Shoom was renowned for drawing in a broad mix of people and in that respect it hasn't changed. Faces maybe looked more weathered than they did in the '80s, though they were still absolutely ecstatic to be reliving the glory days. The iconic acid house smiley stared back at you from bums, boobs and the ceiling, dangling above a hazy scene of smoke and strobe lights. With tracks like DJ Pierre's "Back 2 House (Pierre's 80's Time Warp Mix)," Rampling took the crowd back to where it all began. He dropped Frankie Knuckles' "Your Love," the track's synths like flecks of magic across the audience, their arms embracing the sky as they sang. "I need your luuuuurveee!"

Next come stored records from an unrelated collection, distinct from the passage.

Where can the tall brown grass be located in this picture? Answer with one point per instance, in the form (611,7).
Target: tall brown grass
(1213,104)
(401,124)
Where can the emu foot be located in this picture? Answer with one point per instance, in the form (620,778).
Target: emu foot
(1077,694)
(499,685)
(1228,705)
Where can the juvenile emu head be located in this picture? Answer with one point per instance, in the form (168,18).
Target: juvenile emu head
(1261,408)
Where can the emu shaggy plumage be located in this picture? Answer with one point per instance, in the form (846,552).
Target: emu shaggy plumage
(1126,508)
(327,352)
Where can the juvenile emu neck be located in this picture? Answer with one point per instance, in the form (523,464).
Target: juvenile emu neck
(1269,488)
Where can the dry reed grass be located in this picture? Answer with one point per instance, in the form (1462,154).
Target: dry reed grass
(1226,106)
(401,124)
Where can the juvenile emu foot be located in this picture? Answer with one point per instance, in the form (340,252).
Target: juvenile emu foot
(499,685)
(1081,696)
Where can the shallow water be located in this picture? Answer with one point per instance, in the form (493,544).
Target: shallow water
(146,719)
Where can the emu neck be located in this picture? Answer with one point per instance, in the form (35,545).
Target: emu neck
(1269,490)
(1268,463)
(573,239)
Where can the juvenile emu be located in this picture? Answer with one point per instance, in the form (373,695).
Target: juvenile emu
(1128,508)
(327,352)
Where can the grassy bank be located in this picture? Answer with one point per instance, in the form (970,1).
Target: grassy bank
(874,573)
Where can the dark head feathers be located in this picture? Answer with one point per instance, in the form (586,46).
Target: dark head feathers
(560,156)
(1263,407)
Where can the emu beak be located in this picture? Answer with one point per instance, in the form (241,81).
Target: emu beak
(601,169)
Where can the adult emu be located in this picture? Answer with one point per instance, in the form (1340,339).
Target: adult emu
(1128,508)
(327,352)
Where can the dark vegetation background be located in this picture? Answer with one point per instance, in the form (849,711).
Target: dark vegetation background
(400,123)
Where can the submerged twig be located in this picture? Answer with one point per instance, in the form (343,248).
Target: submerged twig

Hitting the stage in a blue, skin-tight jumpsuit, Inner City's Steffanie Christi'an sent her powerhouse vocals careering off the theatre walls. After classics like "Big Fun" and "Your Love," she threw the mic around her neck and set off into the crowd. Next, she grabbed the bass guitar; before you knew it, she was banging out samba on the bongos. The riff from "Good Life" made bodies tingle with a sense of promise and hope, as the band's leader, Kevin Saunderson, took to the mic to remind us, "We make music that brings us together."
The night ran away in a tale of garbled stories and quickly forgotten names, with plenty of reminiscing about the good old Shoom days. "You bosh your knee, you dance all night," said one woman. "That's the house we know." The sense of community that once bound this scene together is obviously still a huge pull. "I just came for the vibe," another woman, who was too young to have seen the '80s, told me.
Farley & Heller saw the party safely through to 5 AM with feel-good anthems that haven't lost their magic. Martha Wash's gospel vocals on "Carry On" opened hearts and lungs. As she sung about a new day dawning, you almost believed it. But then you looked around at the thinning crowd and something told you it wasn't quite the Shoom of old. In the '80s, people really did believe the world was changing. Today we find ourselves in similar conditions to those fomented by a decade of Thatcherism, but instead of looking to the future, it feels safer to take refuge in days that have been and gone.